Antes de hablar de Flecha me gustaría declararme portadora de un odio criminal a los riñones. A tener que tener riñones. A no poder decirles a las fuerzas y naturalezas creadoras oye no me pongáis riñones, mejor ponedme más tetas. Tres o cuatro tetas más, como Flecha. No debería haber nada tan indispensable como los riñones. No debería haber nada indispensable. Bueno, pues resulta que los riñones son imprescindibles para la supervivencia. Y yo no lo sabía. Importantillos, vale, pero necesarios necesarios, no sabía. Y no es que les baste con estar ahí debajo de las costillas, dos frijoles flotantes, sino que tienen que desempeñar una labor concreta que consiste en limpiar la sangre de mugre y cochambre, porque se conoce que no hacemos nada con tener el cuerpo lleno de sangre si la sangre está llena de caca. Flecha era mi perra. Pesaba cinco kilos, que eran casi más kilos que dientes tenía en la boca. Su nombre fue Diana durante la mitad de su vida en que no estuve cerca suya, y que ella y yo hayamos coexistido sin conocernos es un auténtico disparate, un fallo en Matrix que no debería haberse dado.
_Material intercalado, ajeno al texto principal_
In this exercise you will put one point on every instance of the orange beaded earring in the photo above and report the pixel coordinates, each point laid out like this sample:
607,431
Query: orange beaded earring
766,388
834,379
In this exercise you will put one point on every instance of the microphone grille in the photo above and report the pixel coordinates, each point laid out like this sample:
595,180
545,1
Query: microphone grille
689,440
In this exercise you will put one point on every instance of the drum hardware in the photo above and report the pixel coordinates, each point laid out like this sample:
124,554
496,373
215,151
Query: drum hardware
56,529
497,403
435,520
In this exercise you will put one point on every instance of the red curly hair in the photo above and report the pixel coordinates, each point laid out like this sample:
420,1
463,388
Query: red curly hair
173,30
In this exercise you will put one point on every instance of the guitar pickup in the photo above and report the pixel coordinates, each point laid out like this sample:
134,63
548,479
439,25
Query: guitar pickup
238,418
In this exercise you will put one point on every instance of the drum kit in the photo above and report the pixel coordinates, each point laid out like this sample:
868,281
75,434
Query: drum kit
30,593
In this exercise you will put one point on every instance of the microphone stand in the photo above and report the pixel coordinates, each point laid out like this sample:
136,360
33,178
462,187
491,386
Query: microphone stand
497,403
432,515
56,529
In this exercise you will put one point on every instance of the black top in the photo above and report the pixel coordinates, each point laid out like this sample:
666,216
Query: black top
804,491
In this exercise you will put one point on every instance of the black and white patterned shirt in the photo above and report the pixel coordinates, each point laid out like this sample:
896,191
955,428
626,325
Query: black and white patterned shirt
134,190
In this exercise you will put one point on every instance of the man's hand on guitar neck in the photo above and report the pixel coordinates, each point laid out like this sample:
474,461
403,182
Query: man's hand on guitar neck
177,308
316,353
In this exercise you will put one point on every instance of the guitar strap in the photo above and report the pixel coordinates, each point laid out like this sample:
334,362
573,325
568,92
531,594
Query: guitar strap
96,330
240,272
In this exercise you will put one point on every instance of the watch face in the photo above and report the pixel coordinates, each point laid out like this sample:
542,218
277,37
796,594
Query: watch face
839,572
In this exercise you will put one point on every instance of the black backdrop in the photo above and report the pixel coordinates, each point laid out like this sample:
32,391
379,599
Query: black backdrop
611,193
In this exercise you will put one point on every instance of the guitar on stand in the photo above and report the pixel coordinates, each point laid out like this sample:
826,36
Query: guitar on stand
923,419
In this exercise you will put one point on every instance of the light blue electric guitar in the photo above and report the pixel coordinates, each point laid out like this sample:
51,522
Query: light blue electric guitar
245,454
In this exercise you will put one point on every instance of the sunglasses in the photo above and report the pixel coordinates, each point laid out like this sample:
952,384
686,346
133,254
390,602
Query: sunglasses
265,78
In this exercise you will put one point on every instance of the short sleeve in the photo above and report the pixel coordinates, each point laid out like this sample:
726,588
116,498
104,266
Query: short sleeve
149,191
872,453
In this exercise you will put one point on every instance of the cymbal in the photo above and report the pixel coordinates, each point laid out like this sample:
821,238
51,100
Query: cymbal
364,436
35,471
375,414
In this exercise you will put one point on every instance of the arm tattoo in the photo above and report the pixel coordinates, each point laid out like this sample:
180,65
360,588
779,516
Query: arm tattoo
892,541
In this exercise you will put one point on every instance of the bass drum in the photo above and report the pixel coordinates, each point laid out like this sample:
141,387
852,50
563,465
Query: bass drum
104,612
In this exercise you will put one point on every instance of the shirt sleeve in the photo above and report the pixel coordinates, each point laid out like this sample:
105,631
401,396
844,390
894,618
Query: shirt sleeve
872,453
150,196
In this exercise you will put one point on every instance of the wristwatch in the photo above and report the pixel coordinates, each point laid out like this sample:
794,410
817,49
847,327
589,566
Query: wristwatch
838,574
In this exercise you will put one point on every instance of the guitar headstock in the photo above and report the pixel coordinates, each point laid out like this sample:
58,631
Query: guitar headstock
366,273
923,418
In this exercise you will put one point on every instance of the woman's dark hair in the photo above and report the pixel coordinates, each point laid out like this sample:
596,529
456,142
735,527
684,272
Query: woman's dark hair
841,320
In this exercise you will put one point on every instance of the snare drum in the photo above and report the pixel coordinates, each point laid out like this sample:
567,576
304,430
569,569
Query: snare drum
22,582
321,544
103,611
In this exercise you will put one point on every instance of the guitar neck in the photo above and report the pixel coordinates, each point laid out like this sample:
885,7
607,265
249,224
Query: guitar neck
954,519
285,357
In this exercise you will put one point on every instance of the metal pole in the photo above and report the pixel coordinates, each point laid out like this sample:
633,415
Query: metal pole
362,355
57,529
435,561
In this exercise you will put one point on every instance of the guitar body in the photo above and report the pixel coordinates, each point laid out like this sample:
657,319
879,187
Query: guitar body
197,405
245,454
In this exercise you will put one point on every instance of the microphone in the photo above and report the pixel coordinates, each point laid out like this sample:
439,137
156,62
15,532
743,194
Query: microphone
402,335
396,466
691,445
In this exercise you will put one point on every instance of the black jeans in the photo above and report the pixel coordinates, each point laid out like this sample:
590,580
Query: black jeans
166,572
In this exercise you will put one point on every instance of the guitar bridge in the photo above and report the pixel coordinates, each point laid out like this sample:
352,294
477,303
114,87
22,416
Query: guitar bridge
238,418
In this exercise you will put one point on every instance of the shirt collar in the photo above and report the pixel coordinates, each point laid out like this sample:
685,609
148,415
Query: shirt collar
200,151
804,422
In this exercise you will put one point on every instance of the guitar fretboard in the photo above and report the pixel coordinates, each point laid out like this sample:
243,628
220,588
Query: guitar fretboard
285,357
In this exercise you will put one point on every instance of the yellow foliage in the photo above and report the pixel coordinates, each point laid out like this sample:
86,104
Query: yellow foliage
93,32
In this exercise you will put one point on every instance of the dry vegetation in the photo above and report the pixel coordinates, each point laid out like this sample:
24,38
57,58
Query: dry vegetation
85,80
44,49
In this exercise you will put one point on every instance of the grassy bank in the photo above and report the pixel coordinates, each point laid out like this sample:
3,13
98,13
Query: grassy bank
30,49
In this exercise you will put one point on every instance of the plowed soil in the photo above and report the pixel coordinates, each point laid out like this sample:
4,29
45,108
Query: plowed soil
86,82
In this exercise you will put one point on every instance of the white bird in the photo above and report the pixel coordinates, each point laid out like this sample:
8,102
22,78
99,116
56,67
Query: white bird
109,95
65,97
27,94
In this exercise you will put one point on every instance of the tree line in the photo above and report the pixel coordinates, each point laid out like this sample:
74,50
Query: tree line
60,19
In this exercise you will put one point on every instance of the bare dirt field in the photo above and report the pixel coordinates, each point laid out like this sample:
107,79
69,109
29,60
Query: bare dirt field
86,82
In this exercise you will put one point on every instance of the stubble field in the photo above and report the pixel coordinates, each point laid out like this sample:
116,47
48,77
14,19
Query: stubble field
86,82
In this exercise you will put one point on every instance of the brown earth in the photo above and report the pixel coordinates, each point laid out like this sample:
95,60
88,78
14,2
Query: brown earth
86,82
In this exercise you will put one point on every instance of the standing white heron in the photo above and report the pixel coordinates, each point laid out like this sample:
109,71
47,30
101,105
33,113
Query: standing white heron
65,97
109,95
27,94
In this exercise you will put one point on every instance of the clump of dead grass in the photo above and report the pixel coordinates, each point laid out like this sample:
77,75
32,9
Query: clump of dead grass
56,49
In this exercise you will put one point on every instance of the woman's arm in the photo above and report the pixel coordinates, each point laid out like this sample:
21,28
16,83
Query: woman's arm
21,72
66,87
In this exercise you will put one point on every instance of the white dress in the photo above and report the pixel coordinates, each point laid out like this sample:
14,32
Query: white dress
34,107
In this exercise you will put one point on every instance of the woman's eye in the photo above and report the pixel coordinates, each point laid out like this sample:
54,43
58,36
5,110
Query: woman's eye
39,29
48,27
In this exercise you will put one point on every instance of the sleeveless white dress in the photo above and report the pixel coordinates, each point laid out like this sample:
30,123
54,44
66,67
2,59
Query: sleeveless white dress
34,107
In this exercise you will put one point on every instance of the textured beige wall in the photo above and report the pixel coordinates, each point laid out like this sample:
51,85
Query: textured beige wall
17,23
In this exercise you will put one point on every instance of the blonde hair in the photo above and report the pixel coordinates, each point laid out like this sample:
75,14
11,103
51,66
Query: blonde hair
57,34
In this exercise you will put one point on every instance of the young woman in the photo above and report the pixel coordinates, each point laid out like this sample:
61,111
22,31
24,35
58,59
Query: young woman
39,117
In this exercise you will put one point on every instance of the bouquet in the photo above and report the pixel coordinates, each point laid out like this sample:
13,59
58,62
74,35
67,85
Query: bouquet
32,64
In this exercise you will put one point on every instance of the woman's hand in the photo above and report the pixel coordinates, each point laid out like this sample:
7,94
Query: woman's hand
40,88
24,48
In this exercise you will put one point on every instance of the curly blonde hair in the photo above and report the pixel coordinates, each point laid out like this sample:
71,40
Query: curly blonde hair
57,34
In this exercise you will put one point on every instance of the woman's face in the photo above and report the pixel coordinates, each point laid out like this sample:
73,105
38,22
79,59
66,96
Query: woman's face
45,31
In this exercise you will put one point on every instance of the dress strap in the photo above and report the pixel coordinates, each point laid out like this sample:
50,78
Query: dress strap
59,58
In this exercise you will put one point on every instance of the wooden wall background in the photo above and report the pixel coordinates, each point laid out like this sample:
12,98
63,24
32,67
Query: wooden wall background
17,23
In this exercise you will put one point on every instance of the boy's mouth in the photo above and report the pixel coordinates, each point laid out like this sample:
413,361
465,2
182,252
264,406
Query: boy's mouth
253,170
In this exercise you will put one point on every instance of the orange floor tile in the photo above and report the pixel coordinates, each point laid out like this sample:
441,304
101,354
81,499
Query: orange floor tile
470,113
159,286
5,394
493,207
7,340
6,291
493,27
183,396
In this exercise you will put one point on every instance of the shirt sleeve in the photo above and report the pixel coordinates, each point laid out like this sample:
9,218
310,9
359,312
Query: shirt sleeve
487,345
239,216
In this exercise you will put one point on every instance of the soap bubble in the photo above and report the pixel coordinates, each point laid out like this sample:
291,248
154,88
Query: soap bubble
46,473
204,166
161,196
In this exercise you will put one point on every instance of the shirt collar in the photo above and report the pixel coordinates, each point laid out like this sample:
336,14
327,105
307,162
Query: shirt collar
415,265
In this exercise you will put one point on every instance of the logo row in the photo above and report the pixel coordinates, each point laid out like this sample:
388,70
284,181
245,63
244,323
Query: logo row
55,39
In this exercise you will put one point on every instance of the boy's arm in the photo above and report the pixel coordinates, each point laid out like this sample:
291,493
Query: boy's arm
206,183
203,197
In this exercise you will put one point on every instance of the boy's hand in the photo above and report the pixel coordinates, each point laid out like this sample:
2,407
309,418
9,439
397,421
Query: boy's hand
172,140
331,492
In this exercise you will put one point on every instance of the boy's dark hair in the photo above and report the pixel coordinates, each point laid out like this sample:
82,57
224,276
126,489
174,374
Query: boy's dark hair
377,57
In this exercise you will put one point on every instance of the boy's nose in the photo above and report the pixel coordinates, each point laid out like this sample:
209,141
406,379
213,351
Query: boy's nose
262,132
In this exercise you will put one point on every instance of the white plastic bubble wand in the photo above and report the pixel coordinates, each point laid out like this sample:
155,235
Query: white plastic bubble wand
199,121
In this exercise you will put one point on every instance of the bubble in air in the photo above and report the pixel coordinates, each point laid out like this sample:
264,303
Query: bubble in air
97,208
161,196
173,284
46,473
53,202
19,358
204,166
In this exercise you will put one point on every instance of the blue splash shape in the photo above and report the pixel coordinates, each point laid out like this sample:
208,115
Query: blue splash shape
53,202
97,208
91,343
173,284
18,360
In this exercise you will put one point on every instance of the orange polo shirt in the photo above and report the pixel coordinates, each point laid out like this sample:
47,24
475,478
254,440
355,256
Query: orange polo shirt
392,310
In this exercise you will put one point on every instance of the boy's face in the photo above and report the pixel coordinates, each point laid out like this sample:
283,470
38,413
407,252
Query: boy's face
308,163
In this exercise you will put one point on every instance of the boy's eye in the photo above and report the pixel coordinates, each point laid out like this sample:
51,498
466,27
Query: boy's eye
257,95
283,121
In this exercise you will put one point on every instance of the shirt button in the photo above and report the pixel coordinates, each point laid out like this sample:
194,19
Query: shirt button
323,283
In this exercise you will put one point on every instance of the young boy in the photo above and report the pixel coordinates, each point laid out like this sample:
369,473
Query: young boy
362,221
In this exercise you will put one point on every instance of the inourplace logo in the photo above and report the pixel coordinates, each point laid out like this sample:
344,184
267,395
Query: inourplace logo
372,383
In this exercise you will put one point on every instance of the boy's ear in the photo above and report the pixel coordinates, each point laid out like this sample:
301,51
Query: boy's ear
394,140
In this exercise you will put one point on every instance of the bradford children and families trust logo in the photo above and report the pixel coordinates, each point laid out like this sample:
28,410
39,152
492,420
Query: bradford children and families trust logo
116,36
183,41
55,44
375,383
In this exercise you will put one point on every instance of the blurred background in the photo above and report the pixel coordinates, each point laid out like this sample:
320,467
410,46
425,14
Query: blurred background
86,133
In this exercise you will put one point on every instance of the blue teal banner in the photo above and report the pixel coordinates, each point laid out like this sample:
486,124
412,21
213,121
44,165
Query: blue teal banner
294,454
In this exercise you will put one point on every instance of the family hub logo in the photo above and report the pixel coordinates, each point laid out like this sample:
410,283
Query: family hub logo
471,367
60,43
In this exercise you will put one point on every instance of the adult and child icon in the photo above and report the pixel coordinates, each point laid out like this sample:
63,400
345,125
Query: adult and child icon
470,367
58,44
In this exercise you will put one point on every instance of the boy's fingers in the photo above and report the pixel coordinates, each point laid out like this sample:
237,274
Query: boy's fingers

En el transcurso de nuestra vida juntas ha tenido más de diez nombres, que son más o menos los que suelen tener quienes dejan huella. A Flecha nada le funcionaba especialmente bien, pero con más teclas que un piano, todas sonando a la vez, como una calandria mestiza ha amenizado cada uno de nuestros minutos juntas. Siempre con abrigo de domingo, consiguió que sus cuatro muelas masticaran como las de una yegua, y que

con su olfato la sordera no fuera para tanto. Pero, ay, los riñones. A esos no ha habido manera de camelárselos, y juro que han sido lo único que se ha dejado ella por camelar, así que voy a odiarlos siempre. Si alguien quisiera una descripción de Flecha tendría que pedírselo a quien pueda hacerlo con palabras. A mí no me bastan las palabras, ni las fotos, ni las canciones, ni todo el sistema solar con su cinturón de asteroides, pero puedo intentarlo. Flecha es cada uno de los pelos que todavía aparecen clavados en el aro de mis sujetadores, provocándome picores, como un dulce recordatorio de que la comodidad es importante pero compartir el sofá y la cama con ella lo era muchísimo más. Flecha es el pequeño traspiés que ya no tenemos que dar, en la cocina, para no pisarla. La puerta que ya no hay que dejar abierta para que beba agua. Las sobras de filete que sigo acechando del plato de mi madre, a mis pies sin polluela que alimentar. La noción de que el verdadero amor no tiene olfato. Si doblo el brazo derecho como esos camareros de chaleco y pajarita, el espacio exacto que se queda desde encima de mi antebrazo hasta debajo de mi cuello por la línea de mi mandíbula, todo eso era, es y será Flecha. Y por dejarme el cuello frío, desnudo, sin suspiros, sin legañas furtivas ni abriguito de domingos, por todo eso no tienen nada que hacer los riñones para recuperar mi simpatía. Nada. Porque Flecha es el dolor en ningún lugar y en todos a la vez. Y es también cien lágrimas al despertar.